Betsy had been disowned by her family’s Meeting when she married John Ross, but the Society of Free Quakers which she joined in 1785 appears to have been very supportive of Betsy and her family through the years, as indicated by numerous entries in the financial records of the Meeting. This assistance begins in 1812 when Clarissa Sidney, her first child by John Claypoole, was widowed and moved into the Claypoole household with five children. Betsy was sixty years old at this time. Clarissa’s sixth child Rachel was born in Betsy’s house on June 16, 1812 and in her own words later in life she “was raised under the care of Betsy.”

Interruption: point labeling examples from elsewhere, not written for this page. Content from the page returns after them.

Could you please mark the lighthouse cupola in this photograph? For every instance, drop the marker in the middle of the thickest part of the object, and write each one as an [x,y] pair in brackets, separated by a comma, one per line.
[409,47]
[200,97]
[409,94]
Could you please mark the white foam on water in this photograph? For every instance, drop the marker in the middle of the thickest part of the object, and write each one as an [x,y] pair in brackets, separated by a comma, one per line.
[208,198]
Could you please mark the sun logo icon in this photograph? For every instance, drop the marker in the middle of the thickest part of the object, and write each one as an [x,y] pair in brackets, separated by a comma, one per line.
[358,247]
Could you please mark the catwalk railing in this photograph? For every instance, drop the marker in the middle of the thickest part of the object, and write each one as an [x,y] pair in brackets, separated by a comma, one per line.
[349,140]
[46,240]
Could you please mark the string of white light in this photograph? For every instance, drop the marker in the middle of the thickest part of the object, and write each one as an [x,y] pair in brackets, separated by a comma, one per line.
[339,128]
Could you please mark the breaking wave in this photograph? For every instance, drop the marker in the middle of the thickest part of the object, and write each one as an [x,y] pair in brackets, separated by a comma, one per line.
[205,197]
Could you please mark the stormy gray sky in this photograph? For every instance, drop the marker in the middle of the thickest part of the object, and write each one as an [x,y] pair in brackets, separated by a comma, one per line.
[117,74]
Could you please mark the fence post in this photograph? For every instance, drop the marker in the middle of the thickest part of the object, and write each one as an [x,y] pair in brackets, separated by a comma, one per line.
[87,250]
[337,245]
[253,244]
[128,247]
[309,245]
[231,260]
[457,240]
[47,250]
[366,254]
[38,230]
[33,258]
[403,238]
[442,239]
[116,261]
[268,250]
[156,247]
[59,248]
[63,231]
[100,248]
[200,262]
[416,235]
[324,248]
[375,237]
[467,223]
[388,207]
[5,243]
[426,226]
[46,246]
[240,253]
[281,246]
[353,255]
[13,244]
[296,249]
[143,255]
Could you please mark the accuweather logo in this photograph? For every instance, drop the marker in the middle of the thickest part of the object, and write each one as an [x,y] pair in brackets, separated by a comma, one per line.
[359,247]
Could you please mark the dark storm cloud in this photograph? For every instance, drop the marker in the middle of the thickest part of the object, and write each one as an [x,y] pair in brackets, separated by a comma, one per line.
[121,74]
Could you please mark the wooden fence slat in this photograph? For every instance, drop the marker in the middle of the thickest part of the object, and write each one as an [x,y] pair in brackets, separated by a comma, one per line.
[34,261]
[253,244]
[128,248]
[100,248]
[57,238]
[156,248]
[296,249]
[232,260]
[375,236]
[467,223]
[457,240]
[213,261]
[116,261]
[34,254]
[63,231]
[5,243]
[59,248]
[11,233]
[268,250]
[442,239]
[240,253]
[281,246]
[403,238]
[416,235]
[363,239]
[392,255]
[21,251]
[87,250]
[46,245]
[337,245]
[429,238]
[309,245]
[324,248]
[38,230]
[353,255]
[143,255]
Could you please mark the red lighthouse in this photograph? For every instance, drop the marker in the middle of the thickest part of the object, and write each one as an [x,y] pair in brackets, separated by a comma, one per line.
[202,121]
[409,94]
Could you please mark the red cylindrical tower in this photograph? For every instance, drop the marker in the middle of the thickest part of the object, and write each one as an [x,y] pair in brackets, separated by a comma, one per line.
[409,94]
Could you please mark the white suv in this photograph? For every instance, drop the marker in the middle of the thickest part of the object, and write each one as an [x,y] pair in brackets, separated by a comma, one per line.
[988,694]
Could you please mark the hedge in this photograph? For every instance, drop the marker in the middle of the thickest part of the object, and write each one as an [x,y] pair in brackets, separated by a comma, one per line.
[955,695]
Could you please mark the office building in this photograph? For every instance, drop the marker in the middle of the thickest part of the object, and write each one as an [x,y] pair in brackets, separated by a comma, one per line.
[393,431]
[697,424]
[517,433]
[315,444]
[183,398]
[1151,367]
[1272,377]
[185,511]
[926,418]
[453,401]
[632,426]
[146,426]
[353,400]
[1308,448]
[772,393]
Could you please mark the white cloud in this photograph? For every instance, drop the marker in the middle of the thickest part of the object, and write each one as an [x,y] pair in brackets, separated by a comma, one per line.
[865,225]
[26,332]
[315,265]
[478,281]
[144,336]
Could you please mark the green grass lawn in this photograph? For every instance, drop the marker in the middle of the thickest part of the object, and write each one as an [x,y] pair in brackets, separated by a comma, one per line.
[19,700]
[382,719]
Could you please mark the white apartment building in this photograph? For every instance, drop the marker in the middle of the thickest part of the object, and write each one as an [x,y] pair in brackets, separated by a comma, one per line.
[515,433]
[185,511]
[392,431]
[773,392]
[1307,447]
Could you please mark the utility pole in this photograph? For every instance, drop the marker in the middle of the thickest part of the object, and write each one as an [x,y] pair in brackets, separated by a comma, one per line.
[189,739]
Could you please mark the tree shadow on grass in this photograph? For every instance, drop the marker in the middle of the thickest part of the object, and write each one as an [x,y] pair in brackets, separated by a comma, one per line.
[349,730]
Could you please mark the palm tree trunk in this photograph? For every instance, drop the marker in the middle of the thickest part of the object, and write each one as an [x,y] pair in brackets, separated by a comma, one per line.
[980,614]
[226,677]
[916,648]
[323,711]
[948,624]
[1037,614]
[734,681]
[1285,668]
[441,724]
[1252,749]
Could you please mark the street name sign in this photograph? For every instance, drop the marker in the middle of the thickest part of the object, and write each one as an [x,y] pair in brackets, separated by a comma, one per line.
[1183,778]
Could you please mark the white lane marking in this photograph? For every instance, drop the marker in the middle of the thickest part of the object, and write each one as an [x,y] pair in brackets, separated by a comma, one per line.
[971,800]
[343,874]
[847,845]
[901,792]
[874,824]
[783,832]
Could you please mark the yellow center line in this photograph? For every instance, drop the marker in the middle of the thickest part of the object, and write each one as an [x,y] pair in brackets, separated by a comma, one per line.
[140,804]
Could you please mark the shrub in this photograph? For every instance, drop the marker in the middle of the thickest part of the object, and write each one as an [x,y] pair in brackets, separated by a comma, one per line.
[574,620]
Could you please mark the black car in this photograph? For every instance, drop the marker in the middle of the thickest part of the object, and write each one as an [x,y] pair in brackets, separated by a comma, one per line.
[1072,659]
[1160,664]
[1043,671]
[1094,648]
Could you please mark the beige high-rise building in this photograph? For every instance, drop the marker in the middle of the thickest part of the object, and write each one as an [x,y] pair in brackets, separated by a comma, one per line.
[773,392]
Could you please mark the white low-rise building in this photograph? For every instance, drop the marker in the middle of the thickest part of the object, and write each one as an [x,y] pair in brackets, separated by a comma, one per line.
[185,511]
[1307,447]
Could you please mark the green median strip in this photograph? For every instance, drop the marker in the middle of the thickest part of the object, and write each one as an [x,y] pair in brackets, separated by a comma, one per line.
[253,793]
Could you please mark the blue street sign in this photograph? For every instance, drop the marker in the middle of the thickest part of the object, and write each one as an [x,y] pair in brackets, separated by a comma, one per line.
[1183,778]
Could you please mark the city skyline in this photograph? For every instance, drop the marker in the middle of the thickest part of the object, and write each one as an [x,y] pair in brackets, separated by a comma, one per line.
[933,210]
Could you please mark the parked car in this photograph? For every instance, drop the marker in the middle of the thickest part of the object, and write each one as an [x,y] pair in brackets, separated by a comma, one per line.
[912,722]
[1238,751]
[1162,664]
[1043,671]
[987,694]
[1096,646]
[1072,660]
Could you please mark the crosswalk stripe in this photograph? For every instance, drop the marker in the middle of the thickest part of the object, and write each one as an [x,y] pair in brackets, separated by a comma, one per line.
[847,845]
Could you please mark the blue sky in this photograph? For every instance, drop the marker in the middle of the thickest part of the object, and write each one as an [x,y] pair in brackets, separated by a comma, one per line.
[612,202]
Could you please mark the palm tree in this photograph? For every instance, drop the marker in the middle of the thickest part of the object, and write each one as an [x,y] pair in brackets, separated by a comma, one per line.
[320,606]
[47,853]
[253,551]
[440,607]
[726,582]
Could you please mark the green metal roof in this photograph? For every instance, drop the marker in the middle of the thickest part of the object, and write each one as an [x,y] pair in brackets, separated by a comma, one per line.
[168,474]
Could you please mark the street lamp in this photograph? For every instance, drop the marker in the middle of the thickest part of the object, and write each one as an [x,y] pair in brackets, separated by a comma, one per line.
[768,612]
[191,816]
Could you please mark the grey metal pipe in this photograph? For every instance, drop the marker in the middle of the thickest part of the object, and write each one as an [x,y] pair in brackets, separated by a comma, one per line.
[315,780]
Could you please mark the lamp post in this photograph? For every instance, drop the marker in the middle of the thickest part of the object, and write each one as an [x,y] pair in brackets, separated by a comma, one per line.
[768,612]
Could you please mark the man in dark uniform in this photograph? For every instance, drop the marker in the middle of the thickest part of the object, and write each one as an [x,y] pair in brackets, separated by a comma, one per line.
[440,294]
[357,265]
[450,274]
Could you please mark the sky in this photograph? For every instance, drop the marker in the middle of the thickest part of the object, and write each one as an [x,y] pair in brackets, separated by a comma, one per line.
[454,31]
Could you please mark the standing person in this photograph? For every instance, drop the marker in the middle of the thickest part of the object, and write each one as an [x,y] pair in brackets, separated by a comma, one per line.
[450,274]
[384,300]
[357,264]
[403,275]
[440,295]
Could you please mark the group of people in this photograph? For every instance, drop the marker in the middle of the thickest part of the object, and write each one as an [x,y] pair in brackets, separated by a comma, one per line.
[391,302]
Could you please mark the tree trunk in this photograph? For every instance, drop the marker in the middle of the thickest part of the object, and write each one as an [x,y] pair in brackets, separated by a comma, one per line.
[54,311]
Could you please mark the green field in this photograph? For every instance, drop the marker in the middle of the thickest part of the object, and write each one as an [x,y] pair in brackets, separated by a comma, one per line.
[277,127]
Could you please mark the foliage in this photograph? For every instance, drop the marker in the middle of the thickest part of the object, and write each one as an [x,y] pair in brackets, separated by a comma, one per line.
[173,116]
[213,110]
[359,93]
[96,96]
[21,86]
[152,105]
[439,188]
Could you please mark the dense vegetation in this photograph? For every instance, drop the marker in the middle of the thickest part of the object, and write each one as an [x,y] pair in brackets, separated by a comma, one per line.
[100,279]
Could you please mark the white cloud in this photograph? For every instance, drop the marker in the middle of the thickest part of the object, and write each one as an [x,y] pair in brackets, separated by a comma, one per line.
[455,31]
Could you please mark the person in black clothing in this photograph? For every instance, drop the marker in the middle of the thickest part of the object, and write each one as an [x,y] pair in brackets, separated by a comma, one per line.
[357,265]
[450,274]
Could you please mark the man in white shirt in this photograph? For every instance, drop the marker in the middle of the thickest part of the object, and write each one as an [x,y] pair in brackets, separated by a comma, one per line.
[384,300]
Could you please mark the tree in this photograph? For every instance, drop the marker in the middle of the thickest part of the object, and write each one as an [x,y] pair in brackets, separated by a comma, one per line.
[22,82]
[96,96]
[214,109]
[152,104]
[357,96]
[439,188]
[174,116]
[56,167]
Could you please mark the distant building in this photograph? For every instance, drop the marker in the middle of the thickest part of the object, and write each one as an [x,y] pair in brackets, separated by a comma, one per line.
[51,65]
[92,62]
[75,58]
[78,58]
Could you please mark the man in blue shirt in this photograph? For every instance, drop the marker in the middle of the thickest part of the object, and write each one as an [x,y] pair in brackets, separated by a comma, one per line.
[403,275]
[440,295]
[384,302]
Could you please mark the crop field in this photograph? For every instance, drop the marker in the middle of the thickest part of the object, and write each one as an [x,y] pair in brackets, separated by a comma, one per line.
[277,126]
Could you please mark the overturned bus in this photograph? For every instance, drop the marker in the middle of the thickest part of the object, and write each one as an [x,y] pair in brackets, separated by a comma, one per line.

It is also at about this time that she was burdened with taking care of her
husband John Claypoole who was bedridden as a result of the wounds he received
at the Battle of Germantown when the British were occupying Philadelphia. The
ledger pages of the Society of Free Quakers show that both Betsy and Clarissa
received occasional financial support from the Meeting.
The ledger page beginning with June, 1812, has on it the following entry of September 20: to E. Claypoole for boarding J Claypoole, $72.00. The next entry is a payment to Clarissa Willson (sic) $40.00 without comment. A few lines further down we find an entry for shoes for J. Claypoole, $2.25. Entries “to E. Claypoole for boarding J. Claypoole.” The next entry is on February 9, 1813, for $46.00 to Elizabeth Claypoole for boarding John Claypoole. Further down on the same page is an entry of $23.00 to C Willson (sic). On October 7, 1813, there is an entry of $32.00 to E. Claypoole for boarding J. Claypoole. and $16.00 to C. Willson without other explanation.
On December 28, 1813 Betsy is paid $33.32 for making cushions for the Meeting
House. The next entries regarding the care of J. Claypoole are in 1817, with an
entry on April 10 of $26 to Betsy and $13 to Clarissa, followed by a similar
entry on July 13, and another on October 10 in the amount of $28.50 to Betsy and
$30 to Clarissa. There is one entry in 1818 for Betsy, $26 and Clarissa $13
without explanation. (John Claypoole had died August 3, 1817.)
In 1819 Betsy and Clarissa are paid (twice) for cleaning the meeting house, and in 1820, 1822, 1823, 1824 and 1825 Clarissa receives money for the schooling of her children.
While it is clear that the Meeting felt Betsy and her extended family needed a little financial help, she was not the only recipient of the generosity of the Society of Free Quakers. The records indicate that at least one other person was being given financial support for “boarding.” In many other instances through the years, small gifts were made to individuals who were unnamed except as being “a poor woman.” Also, the costs of burial of the very young were often covered by the Meeting. [The Society of Free Quakers continues today as a philanthropic organization today, into which it converted into after regular Meetings for Worship ended.]
The Pennsylvanian, a daily newspaper in Philadelphia carried an obituary notice
on Tuesday, February 2, 1836 saying that Elizabeth Claypoole passed away in the
afternoon January 30th, age 84. [She was at the home of her daughter Jane Canby
in Philadelphia.] There were eleven other death notices published that day of
gentlemen, ladies and infants including in some instances comment as to the
nature of the illness, or an open invitation to attend the funeral. The paper
published whatever it was given. Nothing noteworthy about Betsy is brought
forward by the person who gave the death notice to the paper.